【書評】「戦略を、実行できる組織、実行できない組織。」
- 書籍名:「戦略を、実行できる組織、実行できない組織。」
- 著者名:クリス・マチェズニー、ショーン・コヴィー、ジム・ヒューリング
全世界で3,000万部というビジネス書の歴史No.1を記録する書籍が、スティーブン・R・コヴィーによる「七つの習慣」です。
このコヴィー氏は、リーダーシップやコミュニケーション能力などの向上のために、専門的サービスおよび商品を提供するフランクリン・コヴィー社を設立しました。
「戦略を、実行できる組織、実行できない組織。」は、このフランクリン・コヴィー社に所属するクリス・マチェズニー、ショーン・コヴィー、ジム・ヒューリングの三名によって書かれた書籍です。
この書籍では、組織が戦略を策定しても、それがなぜ実行されないかについて解説しています。
主な理由は、
- 目標が曖昧である
- 戦略を実行する際のコミットメントが欠如している
- アカウンタビリティ(報告責任)の問題
- 目標が具体的な活動に落とし込まれていない
- 日常業務への忙殺されてしまう
などです。
そのような課題を克服するためには、著者は戦略を実行する際に四つの規律が必要であると言っています。
- 第一の規律:最重要目標にフォーカスする
- 第二の規律:先行指標に基づいて行動する(レバレッジ)
- 第三の規律:行動を促すスコアボードをつける(エンゲージメント)
- 第四の規律:アカウンタビリティのリズムを生み出す
目次
第一の規律:最重要目標にフォーカスする
人は一度に複数のことを同時に処理できると思っていますが、その脳の構造上、一定の時間に集中できるのは一つのことだけだと言われています。
米国神経障害・脳卒中研究雨女のジョーダン・グラフマンは、「マルチタスクの能力を高めると、深く創造的に考える能力が損なわれる…多くの作業を抱えるほど熟慮できなくなる。問題の答えを考え出す能力が低下するのである」と指摘しています。
著者も「一度に四つ以上の目標にフォーカスできるチームは存在しない」と言っています。
しかし、リーダーとしては、良いアイデアを無視できず、結果的に目標を増やしてしまう傾向があります。
アップル社のティム・クックはこう言います。
「私の知る限り、当社は最も焦点を絞った企業です。毎日良いアイデアを不採用にしています。製品の数を絞り、それに全精力を注ぐために、ずば抜けたアイデアさえ採用しないこともあります。
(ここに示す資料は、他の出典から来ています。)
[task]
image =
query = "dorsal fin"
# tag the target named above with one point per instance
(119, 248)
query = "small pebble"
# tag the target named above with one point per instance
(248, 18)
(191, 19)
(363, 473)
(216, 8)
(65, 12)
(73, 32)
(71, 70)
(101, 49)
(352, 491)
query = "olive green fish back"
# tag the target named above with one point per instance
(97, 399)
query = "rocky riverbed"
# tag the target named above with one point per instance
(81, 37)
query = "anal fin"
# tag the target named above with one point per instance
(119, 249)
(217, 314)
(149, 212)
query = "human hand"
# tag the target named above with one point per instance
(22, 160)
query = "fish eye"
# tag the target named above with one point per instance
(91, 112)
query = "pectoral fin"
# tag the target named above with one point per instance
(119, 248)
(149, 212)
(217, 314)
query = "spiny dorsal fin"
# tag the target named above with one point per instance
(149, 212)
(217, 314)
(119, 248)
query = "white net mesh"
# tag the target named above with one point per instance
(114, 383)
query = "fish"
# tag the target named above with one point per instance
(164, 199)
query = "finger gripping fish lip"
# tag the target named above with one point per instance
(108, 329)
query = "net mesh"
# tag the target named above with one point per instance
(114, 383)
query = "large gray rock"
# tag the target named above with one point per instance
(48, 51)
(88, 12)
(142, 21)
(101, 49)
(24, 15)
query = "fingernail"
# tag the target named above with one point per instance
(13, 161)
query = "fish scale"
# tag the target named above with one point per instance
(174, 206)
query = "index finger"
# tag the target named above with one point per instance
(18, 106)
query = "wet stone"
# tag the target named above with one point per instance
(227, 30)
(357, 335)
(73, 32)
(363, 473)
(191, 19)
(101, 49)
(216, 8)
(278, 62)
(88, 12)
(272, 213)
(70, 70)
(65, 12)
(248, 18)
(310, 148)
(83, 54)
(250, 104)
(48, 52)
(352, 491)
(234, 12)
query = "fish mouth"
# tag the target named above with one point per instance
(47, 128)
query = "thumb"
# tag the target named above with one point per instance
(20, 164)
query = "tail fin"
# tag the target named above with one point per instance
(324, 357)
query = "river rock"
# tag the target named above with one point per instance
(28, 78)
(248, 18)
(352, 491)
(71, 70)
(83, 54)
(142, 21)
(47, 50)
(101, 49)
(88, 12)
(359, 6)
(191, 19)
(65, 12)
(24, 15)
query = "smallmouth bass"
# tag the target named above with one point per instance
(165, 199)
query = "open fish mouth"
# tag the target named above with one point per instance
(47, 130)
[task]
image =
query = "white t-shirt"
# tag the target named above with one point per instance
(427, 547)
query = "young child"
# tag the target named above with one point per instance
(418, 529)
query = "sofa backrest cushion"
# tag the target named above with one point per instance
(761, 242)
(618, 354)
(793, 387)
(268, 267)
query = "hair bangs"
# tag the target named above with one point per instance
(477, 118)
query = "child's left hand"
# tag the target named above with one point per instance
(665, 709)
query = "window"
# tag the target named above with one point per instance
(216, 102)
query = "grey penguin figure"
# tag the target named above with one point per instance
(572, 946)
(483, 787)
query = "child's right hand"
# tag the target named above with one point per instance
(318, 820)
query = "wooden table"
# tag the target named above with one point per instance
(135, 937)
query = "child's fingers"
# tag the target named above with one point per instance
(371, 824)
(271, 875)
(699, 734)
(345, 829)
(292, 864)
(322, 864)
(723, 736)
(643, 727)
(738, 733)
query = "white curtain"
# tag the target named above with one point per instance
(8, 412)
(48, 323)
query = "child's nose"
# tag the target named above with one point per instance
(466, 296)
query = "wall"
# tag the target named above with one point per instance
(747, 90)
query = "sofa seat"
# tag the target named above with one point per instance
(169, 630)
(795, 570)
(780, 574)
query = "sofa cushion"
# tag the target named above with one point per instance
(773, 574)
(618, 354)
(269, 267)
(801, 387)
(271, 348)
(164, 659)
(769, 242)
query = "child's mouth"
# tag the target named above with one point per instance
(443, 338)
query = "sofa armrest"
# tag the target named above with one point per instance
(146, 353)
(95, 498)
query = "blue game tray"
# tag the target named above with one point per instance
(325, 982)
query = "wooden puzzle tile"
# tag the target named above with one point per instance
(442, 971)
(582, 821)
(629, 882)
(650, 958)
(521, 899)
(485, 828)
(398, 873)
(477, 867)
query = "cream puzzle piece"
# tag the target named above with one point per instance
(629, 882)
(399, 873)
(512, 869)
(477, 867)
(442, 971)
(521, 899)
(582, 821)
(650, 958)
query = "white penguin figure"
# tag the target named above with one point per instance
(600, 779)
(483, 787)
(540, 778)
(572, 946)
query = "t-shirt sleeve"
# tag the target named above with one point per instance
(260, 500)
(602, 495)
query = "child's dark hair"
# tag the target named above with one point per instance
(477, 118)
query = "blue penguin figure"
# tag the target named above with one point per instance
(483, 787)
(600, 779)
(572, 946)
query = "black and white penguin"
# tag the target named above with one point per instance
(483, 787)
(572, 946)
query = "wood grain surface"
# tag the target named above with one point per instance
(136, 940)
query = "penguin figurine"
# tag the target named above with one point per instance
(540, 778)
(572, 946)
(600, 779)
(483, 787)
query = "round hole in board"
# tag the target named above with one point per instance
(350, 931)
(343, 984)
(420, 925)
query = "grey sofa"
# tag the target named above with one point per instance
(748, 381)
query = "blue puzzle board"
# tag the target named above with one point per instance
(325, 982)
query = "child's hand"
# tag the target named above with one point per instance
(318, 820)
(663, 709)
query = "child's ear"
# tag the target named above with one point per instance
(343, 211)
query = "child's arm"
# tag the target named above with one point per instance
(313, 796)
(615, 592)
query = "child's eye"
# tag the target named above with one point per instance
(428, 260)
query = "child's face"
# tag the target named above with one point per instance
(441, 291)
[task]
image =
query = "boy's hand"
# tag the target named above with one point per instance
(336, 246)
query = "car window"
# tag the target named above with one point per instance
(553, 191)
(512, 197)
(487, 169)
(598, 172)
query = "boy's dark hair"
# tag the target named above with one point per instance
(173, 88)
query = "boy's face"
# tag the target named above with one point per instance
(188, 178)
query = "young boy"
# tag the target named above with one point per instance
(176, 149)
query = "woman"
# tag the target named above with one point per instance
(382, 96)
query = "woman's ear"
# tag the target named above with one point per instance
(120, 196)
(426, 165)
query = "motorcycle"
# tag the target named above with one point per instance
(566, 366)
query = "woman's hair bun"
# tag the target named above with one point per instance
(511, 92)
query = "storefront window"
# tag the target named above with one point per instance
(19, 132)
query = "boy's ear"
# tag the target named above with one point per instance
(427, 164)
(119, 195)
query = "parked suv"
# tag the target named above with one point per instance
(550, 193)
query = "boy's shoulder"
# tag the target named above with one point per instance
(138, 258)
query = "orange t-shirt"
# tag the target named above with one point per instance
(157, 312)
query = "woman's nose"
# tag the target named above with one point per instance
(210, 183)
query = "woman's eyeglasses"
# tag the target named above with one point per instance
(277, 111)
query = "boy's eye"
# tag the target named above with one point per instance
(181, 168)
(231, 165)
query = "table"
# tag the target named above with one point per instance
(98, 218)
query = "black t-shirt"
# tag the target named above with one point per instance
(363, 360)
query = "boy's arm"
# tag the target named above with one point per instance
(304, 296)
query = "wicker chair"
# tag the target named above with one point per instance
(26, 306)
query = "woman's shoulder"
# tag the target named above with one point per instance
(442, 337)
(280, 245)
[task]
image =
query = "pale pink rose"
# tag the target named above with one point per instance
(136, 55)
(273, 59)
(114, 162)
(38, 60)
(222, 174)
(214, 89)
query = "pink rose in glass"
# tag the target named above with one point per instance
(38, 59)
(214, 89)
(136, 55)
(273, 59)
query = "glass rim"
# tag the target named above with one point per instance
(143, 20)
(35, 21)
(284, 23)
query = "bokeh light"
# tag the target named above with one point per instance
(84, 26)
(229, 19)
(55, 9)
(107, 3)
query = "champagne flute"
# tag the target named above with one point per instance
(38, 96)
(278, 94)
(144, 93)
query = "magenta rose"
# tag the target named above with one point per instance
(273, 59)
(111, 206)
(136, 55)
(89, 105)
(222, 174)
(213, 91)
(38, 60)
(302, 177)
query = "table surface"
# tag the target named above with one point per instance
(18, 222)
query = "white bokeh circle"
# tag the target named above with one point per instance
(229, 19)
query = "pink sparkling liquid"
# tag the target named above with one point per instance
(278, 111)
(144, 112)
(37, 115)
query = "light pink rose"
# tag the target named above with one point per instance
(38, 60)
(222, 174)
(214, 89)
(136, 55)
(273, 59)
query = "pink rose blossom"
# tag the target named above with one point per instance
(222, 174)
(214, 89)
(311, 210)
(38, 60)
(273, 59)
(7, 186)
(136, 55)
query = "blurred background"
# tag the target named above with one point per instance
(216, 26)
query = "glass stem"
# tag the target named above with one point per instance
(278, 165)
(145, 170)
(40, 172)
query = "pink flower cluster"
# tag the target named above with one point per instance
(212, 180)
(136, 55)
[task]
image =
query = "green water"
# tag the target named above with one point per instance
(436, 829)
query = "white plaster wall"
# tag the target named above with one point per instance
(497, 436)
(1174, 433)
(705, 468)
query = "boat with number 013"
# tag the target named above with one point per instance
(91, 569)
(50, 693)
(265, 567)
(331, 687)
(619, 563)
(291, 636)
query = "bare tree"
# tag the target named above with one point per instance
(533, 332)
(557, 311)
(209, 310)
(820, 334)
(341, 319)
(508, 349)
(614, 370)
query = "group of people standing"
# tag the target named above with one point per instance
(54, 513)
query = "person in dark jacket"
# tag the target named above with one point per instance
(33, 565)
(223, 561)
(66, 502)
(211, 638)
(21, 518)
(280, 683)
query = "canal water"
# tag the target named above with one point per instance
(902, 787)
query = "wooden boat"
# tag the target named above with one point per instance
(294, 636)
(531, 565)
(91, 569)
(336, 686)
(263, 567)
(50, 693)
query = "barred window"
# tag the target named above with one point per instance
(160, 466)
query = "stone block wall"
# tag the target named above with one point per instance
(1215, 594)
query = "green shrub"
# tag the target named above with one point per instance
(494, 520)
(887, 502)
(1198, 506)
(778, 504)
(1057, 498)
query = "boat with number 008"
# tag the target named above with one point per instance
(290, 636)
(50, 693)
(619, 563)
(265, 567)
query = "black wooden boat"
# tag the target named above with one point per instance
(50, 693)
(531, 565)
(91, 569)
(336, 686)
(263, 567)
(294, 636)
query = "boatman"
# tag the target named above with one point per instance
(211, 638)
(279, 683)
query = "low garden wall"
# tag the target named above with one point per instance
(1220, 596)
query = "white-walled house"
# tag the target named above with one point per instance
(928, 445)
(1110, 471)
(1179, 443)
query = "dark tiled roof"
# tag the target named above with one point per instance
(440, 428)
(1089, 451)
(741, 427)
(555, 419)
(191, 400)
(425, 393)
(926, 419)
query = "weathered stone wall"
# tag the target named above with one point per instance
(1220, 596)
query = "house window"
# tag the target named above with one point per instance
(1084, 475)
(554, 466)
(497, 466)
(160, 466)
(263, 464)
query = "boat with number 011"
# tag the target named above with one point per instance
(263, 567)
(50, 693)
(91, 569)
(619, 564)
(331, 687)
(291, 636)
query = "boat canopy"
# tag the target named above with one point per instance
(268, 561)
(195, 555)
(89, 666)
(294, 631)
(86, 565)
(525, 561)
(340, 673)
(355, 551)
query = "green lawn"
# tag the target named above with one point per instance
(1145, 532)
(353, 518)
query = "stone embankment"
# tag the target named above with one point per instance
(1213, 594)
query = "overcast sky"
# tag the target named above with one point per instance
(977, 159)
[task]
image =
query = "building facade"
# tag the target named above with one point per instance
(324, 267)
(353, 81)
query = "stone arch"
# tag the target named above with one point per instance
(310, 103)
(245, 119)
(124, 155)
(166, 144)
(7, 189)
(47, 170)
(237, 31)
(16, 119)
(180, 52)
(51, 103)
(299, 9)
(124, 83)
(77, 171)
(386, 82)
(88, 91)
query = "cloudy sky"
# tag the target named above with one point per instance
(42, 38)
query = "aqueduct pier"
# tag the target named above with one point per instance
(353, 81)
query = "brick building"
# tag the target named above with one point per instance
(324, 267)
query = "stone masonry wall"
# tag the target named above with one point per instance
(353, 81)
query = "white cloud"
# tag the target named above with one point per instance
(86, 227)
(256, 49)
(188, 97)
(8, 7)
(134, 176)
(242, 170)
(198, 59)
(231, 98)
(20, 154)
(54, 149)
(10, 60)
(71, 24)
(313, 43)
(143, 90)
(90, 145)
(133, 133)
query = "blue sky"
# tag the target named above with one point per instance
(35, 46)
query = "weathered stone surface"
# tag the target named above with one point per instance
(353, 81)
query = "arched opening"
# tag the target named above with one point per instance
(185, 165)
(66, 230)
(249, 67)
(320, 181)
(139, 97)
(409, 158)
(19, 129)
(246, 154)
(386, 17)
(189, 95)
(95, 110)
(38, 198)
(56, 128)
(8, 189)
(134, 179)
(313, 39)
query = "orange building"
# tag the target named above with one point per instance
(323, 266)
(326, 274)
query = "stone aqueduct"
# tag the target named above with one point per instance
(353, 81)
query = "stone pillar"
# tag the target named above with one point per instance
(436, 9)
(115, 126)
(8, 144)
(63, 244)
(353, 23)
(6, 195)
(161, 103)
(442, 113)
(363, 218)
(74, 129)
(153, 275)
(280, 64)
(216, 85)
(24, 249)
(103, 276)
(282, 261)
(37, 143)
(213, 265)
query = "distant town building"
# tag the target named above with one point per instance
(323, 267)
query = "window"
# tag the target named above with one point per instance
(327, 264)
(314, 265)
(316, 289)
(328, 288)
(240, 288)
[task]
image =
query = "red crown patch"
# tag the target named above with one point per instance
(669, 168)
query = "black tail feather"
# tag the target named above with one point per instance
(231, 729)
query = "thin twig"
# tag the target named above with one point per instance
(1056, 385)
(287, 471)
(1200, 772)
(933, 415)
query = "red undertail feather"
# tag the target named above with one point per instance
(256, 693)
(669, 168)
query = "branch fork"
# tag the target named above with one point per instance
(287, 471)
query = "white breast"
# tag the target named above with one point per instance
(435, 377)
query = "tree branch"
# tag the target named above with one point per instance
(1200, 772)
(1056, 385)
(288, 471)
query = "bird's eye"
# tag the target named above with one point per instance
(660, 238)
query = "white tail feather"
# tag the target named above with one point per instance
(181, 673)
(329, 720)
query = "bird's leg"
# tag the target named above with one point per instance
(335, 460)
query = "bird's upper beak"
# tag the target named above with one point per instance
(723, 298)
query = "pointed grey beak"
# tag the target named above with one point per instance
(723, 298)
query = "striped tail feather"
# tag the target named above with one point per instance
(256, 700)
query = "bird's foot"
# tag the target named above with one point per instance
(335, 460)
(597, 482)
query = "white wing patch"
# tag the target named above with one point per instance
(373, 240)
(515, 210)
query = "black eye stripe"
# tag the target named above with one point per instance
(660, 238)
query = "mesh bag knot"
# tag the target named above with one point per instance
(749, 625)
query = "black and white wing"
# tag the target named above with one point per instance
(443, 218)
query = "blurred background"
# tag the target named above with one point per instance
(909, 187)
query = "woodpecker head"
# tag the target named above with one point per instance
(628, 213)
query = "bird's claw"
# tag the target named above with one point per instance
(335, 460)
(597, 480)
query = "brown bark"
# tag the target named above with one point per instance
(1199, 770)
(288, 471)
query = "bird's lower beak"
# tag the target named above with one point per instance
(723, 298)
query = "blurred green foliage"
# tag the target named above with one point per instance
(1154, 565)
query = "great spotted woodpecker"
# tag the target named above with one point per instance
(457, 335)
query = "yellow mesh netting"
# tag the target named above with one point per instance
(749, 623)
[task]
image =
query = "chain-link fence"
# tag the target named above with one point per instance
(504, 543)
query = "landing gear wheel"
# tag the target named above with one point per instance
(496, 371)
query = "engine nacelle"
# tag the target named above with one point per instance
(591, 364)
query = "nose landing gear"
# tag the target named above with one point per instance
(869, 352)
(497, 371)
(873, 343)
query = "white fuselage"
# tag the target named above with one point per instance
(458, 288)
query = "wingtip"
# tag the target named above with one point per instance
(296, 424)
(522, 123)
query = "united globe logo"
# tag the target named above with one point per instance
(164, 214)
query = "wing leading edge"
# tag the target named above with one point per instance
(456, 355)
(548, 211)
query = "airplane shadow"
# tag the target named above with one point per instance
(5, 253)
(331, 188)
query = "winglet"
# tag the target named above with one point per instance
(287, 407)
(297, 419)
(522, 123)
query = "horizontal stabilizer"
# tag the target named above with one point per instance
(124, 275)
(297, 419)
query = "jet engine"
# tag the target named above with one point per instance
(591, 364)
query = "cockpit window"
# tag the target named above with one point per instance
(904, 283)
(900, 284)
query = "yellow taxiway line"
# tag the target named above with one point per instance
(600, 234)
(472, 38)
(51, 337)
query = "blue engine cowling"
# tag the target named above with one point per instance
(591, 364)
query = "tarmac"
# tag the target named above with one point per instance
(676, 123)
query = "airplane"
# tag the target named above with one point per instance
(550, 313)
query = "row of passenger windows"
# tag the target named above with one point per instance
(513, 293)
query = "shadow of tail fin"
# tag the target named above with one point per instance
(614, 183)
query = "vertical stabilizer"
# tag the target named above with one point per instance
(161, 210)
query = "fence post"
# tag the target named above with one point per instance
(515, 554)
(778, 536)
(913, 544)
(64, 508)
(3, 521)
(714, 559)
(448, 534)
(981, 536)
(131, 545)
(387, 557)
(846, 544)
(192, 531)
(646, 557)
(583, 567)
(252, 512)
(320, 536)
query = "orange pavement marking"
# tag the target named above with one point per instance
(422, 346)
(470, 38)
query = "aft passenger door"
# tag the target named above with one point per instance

アップル社の製品の全ては、皆さんの前の小さなテーブルに並べられるでしょう。それでも当社の昨年の売上高は400億米ドルにものぼるのです」
限られた時間と要員で何をすべきか、その優先順位づけのためには、
- 他の全ての業務が現在の水準を維持するとして、変化することで最大のインパクトを与えられる一つの分野は何か
- チームのパフォーマンスのどの部分を改善すれば、組織全体の最重要課題の達成に最も貢献できるか
- チームのどの強みにテコ入れすれば、組織全体の最重要課題に貢献できるか
- 組織全体の最重要課題の達成に最も貢献するためにチームのパフォーマンスが低いどの分野を改善すれば良いか
といった視点を持つ必要があります。
この際に決定した重要事項ですが、上位の重要課題と下位の重要課題が一致していなければなりません。
また、全ての最重要課題に期限を決めておきます。
この戦略を実行するためには、従業員が自主的に参加する意識(コミットメント)が必要で、この点において管理職は従業員に命令しないことが肝要です。
第二の規律:先行指標に基づいて行動する(レバレッジ)
先行指標というのは、目標達成(結果)が予測できるもので、このためチームがどうやればいいか、その方法がわかっているもの、つまりメンバーが影響を及ぼせる指標を指します。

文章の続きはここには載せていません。